Thursday, March 10, 2011

Beware of customizing BeanUtils converter

If you ever have to customize BeanUtils converter just like I did, one thing that should be of your concern and that is BeanUtils is also utilized by many open source libraries. And some of the libraries might happened to have the same need as yours to customize the converters. If in any case you are using one of those libraries, it just might override your converters.

In my case, I was using jXLS . It is a great tool and it's my fault that I didn't read the documentation thoroughly. The documentation says:

"jXLS integrates with Jakarta BeanUtils conversion utilities to perform actual conversion from Excel cell values into bean properties...... BeanUtils Converters for primitive types return a default value when a conversion error occurs. jXLS overrides this behaviour in ReaderConfig class registering these classes to throw a ConversionException."

And what I configured for my application is for BeanUtils to return null for empty string instead of the default value.

Now, here's a short story on what truly happened to my application due to the conflict described above:
At first, an empty text field (for number input) in the form is converted to null and after some operations performed on the application "suddenly" it throws NumberFormatException for empty text field in the form.
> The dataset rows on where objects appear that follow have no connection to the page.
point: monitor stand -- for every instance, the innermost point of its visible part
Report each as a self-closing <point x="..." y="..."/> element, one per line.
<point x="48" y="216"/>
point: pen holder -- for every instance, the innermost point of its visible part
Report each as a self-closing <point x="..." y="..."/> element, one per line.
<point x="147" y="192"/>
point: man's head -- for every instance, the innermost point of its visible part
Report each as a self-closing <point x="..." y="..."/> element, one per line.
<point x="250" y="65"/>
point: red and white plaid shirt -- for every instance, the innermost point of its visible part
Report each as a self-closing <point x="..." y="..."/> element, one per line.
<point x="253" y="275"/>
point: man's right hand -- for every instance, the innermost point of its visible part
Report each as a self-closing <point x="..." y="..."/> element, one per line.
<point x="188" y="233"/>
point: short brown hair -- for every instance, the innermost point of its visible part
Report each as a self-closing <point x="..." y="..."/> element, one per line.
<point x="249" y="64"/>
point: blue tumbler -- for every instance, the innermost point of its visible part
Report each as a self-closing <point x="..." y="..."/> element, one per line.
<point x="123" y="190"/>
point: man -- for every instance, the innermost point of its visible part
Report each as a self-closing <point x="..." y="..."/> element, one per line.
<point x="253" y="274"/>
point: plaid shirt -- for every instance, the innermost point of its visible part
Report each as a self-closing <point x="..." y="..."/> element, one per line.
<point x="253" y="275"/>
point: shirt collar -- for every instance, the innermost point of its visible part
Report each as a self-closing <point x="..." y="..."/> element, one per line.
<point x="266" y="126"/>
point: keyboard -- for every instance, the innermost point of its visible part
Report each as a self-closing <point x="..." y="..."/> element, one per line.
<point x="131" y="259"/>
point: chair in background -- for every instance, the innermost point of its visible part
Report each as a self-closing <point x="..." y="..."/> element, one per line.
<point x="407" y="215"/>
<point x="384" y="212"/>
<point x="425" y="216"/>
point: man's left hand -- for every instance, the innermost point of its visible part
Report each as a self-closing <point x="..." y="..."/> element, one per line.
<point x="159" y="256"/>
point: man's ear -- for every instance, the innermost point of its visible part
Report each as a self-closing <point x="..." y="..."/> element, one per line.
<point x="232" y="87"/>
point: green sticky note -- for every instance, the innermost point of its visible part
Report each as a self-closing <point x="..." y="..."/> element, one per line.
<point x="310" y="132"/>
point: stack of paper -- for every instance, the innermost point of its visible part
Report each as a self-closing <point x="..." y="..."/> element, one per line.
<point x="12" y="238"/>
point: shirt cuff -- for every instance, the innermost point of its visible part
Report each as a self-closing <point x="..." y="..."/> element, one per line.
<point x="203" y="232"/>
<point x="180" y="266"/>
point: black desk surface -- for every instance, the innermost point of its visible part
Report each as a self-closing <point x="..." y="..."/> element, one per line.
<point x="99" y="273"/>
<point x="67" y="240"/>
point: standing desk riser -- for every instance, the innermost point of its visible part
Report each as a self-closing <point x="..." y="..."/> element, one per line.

I'm lucky to know the steps to reproduce it and it turns out that things started to act strange after jXLS is utilized (to create/read excel file).

At this point, I'm grateful to have jXLS and BeanUtils source code. I could just debug into the source code and analyze it. And I found out that jXLS overrides BeanUtils's converter configuration as the documentation said. Now all I can do is after every invocation of jXLS I have to reconfigure BeanUtils as my application need it.

One more thing still disturb me, how to handle concurrent processes where one process is still working on jXLS and the other one need to convert the value from the form. And both are utilizing BeanUtils. I guessed at this moment I have to accept that I will get NumberFormatException and tell the user to try to submit the form again (and hoping that the jXLS process is already finished).

1 comment:

Anonymous said...

I had the same problem!
Your post was useful in identifying the problem. Thank you!

We temporary solved the problem by unregistering and re-registering the configuration. I agree with you that this is not a real solution, because while the jxls configuration is up, it's wrong for the rest of the application.

I think jxls, and other libraries using BeanUtils mustuse a private configuration.